In [71]:
import src.thinkbayes as tb
import src.cookie2 as c
import src.monty as m
import src.m_and_m as mnm

## Probability Mass Function

Maps values to their associated probabilities

In [42]:
# this creates a virtual six-sided die
die_pmf = tb.Pmf()
for x in [1, 2, 3, 4, 5, 6]:
    die_pmf.Set(x, 1/6.0)
    
die_pmf.Print()

1 0.166666666667
2 0.166666666667
3 0.166666666667
4 0.166666666667
5 0.166666666667
6 0.166666666667


In [43]:
# create a word distribution
word_list = ["the", "cat", "sat", "on", "the", "mat"]
word_pmf = tb.Pmf()
for word in word_list:
    word_pmf.Incr(word, 1)

print("Words")
print word_pmf.Print()

# normalize to get total number of words
print("\nTotal number of words")
print word_pmf.Normalize()

# print probability of any given word in the distribution
print("\nProbability of word 'the'")
print word_pmf.Prob("the")

Words
cat 1
mat 1
on 1
sat 1
the 2
None

Total number of words
6

Probability of word 'the'
0.333333333333


## The Cookie Problem

- Bowl 1 contains 30 vanilla cookies, 10 chocolate cookies
- Bowl 2 contains 20 each
- You randomly choose a bowl to pick a cookie in that bowl (also at random). The cookie is vanilla.
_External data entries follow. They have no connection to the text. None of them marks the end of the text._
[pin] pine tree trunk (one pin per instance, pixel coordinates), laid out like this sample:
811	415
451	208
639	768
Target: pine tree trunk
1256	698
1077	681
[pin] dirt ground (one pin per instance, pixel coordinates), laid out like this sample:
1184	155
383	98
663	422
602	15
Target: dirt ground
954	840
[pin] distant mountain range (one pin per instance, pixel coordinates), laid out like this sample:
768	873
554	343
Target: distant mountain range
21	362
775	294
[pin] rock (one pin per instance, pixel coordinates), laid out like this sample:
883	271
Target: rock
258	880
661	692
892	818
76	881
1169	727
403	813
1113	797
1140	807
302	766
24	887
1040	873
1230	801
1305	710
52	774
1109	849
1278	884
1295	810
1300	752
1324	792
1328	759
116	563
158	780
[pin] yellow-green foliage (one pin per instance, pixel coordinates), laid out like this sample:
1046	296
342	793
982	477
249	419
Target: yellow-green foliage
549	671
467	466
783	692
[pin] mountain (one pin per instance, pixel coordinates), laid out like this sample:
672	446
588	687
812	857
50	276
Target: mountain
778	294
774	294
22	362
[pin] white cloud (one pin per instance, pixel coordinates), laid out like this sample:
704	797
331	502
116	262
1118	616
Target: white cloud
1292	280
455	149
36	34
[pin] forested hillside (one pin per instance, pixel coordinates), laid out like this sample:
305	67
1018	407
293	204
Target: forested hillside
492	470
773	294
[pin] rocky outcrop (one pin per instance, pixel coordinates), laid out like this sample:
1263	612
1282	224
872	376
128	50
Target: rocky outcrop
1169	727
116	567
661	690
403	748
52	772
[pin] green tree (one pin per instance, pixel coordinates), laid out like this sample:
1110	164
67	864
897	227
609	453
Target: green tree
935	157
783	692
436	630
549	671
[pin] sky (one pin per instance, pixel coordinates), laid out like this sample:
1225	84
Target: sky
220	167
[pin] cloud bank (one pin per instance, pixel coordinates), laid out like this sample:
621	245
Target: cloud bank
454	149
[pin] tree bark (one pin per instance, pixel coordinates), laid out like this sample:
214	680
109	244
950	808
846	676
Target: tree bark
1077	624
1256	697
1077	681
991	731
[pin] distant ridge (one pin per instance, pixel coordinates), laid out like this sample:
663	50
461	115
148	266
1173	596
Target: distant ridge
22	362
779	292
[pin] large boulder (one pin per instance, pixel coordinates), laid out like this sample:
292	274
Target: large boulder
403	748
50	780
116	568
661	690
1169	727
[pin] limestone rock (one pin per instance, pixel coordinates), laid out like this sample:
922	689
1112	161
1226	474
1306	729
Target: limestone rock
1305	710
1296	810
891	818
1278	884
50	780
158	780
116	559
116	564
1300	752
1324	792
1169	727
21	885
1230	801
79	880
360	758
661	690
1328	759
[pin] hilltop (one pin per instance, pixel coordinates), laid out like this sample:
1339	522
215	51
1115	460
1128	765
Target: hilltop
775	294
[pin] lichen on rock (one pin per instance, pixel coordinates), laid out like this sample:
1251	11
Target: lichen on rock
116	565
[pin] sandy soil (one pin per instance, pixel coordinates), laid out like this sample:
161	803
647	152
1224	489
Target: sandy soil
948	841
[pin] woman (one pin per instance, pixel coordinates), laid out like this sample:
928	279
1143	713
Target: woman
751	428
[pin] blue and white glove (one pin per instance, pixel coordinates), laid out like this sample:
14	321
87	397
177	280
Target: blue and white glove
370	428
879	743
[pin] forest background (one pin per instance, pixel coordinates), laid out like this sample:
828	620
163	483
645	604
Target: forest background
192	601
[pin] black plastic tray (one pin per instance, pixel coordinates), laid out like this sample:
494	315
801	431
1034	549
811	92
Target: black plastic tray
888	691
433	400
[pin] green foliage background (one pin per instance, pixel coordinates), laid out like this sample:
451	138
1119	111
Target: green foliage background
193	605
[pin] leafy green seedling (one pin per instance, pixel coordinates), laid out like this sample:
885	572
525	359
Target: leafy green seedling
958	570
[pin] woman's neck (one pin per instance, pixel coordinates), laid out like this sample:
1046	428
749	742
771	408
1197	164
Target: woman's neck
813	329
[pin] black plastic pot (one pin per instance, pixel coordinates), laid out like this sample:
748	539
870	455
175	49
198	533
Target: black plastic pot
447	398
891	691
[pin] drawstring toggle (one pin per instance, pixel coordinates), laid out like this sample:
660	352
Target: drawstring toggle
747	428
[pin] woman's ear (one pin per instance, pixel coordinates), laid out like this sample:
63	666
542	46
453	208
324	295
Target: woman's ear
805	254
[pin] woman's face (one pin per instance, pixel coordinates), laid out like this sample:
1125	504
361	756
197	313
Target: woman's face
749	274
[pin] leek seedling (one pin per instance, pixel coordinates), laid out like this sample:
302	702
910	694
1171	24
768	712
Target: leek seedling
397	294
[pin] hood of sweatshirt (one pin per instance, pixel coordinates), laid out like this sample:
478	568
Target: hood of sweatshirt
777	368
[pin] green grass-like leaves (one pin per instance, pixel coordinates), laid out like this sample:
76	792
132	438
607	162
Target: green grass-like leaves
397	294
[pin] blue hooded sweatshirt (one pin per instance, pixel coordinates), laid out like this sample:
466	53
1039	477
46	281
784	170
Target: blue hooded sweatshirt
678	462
What's the probability that you picked from Bowl 1?

In [72]:
cookie_pmf = tb.Pmf()
# initialize prior probabilities
cookie_pmf.Set("Bowl 1", 0.5)
cookie_pmf.Set("Bowl 2", 0.5)

# multiply the priors with the likelihoods
cookie_pmf.Mult("Bowl 1", 0.75)
cookie_pmf.Mult("Bowl 2", 0.5)

# renormalize
cookie_pmf.Normalize()

print cookie_pmf.Prob("Bowl 1")
print cookie_pmf.Prob("Bowl 2")

0.6
0.4


# The Bayesian Framework

## Cookie Problem (revisited)

In [77]:
hypos = ["Bowl 1", "Bowl 2"]
cookie_pmf = c.Cookie(hypos)
# a dataset of cookie draws from same bowl
dataset = ["vanilla", "chocolate", "vanilla"]
for d in dataset:
    print "Data: {}".format(d)
    cookie_pmf.Update(d)
    for hypo, prob in cookie_pmf.Items():
        print hypo, prob
    print ""

Data: vanilla
Bowl 2 0.4
Bowl 1 0.6

Data: chocolate
Bowl 2 0.571428571429
Bowl 1 0.428571428571

Data: vanilla
Bowl 2 0.470588235294
Bowl 1 0.529411764706



## Monty Hall Problem

In [57]:
hypos = "ABC"
monty_pmf = m.Monty(hypos)
data = "B"
monty_pmf.Update(data)
for hypo, prob in monty_pmf.Items():
    print hypo, prob

A 0.333333333333
C 0.666666666667
B 0.0


### Using the generalized Suite class

In [60]:
# all this class needs is a Likelihood function
# to be able to compute the posterior probabilities
class Monty(tb.Suite):
    
    def Likelihood(self, data, hypo):
        if hypo == data:
            return 0
        elif hypo == "A":
            return 0.5
        else:
            return 1

monty_suite = Monty("ABC")
monty_suite.Update("B")
monty_suite.Print()

A 0.333333333333
B 0.0
C 0.666666666667


## The M&M problem

In [69]:
# The M_and_M class implements the hypotheses
# s.t. hypothesis A: bag1 = mix94, bag2 = mix96
#      hypothesis B: bag1 = mix96, bag2 = mix94
m_and_m_suite = mnm.M_and_M("AB")
# pick a yellow m&m from bag1, and
# green one from bag2
m_and_m_suite.Update(("bag1", "yellow"))
m_and_m_suite.Update(("bag2", "green"))
m_and_m_suite.Print()

A 0.740740740741
B 0.259259259259


# Exercises

Example 2-1

Reimplement the cookie problem such that we sample from the bowls without replacement.

You can find the implementation in `src/cookie2.py`. The solution implements a new `Bowl` class that is initialized with the number of vanilla and chocolate cookies in the bowl.

A `Bowl` has a `mix` property which normalizes the number of vanilla and chocolate cookies into a proportion for use in the `Cookie.Update` method.

It also has a `decrement` method for when a cookie is taken from the bowl without replacement.

This object is used by `Cookie` in when `Update` is called with a new data point. A bowl is randomly chosen and a cookie of the type `data = {vanilla, chocolate}` is removed from the bowl.